The International Nature Conservation Association (IUCN, its acronym in English) work continuously by nominating Red list which analyzes species and categorizes them, from "minor concern" to "extinct", through intermediate categories.

These classifications are used to define conservation actions, therefore they are "tremendous useful" but "to include a species, they must be individually assessed, which requires a predefined protocol, the means available and the presence of specialists who carry out the assessment, making it a slow process , "he said. Telam Anahi Espíndola, Co-author of the study in Argentina.

"The basic method we used was" random forest, "which is known for its ability to classify and predict data," he said, explaining that "in this case, we try to predict the probability that a species is or is not being compromised by using data on its range of prevalence, for the desired climatic conditions and some morphological characteristics ".

Espindol, a professor of entomology at the University of Maryland in the United States, explained that "this method allows us to use all species that have already been assessed by the IUCN to train and create our" random forest "classification using species characteristics as predictive variables."

"As soon as a sufficiently precise classification model has been obtained, we can use the same model for the species we know for the modeling parameters used (range, preference climatic conditions and morphology), but for which we do not know the risk of extinction."

In this respect, the co-author of the article is published in a specialized journal PNAS He stated that he would use and classify this data "to calculate the probability that these species that have not yet been evaluated on the IUCN Red List are at risk."

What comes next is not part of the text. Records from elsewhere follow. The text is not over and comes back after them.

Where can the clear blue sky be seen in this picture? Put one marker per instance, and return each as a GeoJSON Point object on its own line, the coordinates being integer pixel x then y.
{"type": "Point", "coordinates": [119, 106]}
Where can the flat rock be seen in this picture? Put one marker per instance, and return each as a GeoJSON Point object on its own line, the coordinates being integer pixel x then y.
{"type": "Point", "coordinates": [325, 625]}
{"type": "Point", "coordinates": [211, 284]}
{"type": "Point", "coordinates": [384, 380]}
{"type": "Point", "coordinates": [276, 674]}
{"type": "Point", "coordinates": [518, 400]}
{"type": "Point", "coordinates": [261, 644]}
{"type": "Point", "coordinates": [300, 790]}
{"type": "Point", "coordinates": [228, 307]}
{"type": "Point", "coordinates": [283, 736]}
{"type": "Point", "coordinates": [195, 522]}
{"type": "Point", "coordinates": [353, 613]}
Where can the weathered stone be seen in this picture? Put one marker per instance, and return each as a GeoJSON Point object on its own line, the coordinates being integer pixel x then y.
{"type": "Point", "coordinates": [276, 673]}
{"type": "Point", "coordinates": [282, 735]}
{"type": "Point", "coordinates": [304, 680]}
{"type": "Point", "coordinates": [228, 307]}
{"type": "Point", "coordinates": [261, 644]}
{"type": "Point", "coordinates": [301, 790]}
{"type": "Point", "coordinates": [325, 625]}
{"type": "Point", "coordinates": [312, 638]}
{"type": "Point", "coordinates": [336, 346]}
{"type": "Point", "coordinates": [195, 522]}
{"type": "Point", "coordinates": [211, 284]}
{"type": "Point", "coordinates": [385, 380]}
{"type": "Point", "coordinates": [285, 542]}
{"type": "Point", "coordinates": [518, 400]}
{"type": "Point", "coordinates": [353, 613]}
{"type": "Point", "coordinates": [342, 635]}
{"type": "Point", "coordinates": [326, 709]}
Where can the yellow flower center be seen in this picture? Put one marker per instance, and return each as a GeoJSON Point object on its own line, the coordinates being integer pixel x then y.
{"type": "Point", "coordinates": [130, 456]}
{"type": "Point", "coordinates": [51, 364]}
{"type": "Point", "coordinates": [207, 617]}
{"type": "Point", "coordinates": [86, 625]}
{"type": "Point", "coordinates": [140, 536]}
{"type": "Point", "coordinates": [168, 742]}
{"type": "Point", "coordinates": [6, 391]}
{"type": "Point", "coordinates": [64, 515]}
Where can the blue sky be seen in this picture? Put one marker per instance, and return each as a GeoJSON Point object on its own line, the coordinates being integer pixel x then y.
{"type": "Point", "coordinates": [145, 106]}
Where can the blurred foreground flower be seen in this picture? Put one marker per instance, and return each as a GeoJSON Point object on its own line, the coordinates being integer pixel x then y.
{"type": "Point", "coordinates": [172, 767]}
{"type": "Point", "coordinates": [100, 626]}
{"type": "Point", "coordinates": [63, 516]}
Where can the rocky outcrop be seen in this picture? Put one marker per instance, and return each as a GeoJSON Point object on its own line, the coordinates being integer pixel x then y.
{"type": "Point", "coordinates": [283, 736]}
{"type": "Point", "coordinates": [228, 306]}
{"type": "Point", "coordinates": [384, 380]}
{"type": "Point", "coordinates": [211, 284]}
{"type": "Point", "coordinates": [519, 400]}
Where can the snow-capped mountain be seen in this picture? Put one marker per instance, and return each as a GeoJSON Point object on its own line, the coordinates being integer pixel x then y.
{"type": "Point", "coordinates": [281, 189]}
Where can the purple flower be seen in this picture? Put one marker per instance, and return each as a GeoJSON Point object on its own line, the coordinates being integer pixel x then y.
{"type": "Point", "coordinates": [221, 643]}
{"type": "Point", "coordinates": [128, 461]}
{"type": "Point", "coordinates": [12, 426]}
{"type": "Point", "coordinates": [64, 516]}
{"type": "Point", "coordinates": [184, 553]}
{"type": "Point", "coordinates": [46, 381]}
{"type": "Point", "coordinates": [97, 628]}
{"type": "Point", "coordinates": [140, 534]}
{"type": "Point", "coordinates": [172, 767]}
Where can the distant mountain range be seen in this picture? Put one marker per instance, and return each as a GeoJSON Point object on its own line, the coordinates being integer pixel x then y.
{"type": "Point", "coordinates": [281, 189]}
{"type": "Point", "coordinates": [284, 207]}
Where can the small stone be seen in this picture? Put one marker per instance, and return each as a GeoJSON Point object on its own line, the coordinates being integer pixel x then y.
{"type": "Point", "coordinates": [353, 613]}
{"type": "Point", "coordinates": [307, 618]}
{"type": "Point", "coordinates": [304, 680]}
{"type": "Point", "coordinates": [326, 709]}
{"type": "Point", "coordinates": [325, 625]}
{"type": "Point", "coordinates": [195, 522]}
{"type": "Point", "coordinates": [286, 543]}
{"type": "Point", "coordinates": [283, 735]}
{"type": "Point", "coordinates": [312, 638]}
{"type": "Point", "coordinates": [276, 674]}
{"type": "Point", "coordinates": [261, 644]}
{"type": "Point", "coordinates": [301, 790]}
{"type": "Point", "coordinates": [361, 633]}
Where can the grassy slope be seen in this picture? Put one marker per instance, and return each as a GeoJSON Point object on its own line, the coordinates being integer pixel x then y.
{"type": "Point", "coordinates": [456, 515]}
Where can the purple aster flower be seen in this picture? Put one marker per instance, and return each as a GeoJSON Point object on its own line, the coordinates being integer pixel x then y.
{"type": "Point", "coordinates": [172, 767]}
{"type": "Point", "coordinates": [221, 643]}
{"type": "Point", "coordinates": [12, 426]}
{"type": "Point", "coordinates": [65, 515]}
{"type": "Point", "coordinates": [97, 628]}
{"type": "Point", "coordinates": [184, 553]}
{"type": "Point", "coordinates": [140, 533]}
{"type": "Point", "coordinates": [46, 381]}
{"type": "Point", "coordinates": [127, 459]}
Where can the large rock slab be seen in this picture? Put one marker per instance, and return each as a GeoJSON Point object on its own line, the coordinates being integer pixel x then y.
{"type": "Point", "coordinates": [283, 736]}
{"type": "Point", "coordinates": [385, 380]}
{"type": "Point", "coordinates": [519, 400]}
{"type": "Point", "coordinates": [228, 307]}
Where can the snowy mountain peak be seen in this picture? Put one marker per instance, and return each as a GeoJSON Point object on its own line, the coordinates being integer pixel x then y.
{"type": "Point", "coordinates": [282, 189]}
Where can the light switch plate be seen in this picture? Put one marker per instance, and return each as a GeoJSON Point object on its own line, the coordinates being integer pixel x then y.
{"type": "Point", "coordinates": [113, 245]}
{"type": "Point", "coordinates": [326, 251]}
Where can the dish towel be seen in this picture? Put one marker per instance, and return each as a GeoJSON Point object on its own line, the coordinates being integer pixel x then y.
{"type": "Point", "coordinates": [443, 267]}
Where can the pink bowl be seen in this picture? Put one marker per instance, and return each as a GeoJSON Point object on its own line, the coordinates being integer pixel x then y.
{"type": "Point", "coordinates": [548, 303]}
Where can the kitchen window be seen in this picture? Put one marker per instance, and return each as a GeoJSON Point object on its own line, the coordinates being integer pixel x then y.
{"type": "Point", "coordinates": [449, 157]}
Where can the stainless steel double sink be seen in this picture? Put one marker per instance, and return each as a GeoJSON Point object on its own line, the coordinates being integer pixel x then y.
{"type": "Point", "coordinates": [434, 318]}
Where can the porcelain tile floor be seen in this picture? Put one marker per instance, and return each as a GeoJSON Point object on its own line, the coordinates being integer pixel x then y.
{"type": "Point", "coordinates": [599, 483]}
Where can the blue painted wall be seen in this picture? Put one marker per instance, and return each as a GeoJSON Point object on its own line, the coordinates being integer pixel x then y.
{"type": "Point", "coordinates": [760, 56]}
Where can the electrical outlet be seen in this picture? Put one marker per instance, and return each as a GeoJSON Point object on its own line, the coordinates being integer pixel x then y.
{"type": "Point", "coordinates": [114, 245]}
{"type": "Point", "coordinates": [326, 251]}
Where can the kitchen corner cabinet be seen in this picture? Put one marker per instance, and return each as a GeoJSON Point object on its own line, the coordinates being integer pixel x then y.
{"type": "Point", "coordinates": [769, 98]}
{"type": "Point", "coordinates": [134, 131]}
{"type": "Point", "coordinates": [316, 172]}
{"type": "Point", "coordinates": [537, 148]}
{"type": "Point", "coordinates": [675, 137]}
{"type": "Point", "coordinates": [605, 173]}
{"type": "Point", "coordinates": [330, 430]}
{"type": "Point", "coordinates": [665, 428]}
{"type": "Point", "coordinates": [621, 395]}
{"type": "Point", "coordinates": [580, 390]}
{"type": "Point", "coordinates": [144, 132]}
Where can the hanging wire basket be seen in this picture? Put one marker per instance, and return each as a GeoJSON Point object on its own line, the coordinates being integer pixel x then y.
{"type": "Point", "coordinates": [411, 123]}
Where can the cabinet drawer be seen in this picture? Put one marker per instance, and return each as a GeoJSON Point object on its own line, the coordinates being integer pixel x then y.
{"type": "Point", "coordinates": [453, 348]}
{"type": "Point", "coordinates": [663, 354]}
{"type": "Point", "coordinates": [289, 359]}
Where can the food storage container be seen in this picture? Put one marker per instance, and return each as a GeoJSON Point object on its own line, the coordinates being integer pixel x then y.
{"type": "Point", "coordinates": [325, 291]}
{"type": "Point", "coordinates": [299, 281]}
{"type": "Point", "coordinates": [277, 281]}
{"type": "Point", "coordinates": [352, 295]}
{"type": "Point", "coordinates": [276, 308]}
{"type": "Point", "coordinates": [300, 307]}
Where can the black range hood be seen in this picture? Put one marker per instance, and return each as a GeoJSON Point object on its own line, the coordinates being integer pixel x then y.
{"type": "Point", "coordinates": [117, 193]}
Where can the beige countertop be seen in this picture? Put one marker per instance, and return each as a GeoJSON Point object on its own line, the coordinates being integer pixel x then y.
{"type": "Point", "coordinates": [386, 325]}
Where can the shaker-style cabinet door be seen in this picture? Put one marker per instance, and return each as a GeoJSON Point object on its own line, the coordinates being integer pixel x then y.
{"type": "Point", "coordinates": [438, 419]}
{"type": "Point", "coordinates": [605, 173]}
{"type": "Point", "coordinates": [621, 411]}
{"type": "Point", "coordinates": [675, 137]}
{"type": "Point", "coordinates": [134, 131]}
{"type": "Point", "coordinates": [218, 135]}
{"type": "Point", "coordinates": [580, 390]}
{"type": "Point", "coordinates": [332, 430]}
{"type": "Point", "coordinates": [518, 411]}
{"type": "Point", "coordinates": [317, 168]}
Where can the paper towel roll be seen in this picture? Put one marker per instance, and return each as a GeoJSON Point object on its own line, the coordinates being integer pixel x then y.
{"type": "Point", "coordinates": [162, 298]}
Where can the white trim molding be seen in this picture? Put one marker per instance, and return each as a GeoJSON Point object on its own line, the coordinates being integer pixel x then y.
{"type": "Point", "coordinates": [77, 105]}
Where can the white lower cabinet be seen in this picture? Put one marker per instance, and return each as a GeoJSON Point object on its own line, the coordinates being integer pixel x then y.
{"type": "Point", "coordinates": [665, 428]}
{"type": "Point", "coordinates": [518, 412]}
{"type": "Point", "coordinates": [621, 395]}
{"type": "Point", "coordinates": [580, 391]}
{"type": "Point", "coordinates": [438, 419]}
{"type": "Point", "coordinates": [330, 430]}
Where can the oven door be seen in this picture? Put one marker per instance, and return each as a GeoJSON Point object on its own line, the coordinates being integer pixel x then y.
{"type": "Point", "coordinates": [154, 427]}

These systems are "extremely useful" in the sense that it is "relatively precise and can be analyzed without access to important computing resources," it also has an "advantage" that it is based only on "public data" (open access), that is, everyone can perform these analyzes and use their own results.

"In addition, this method can be adapted to any geographic or taxonomic role, as it can also be used at national, regional or local level, and allows identification of species that IUCN should prioritize," he said. Espíndola and described this instrument as "helpful and complementary to these assessments".

The specialist pointed it out Of the 150,000 analyzed species, "about 10% (15,000) are highly likely to belong to conservation categories that are not" minor concerns ".

"From a global perspective, we identify regions that are more likely to endanger species, such as some northern Andean regions of South America, or Brazilian Atlantic forests." These regions are characterized by high endemism and the presence of many rare species, "he concluded.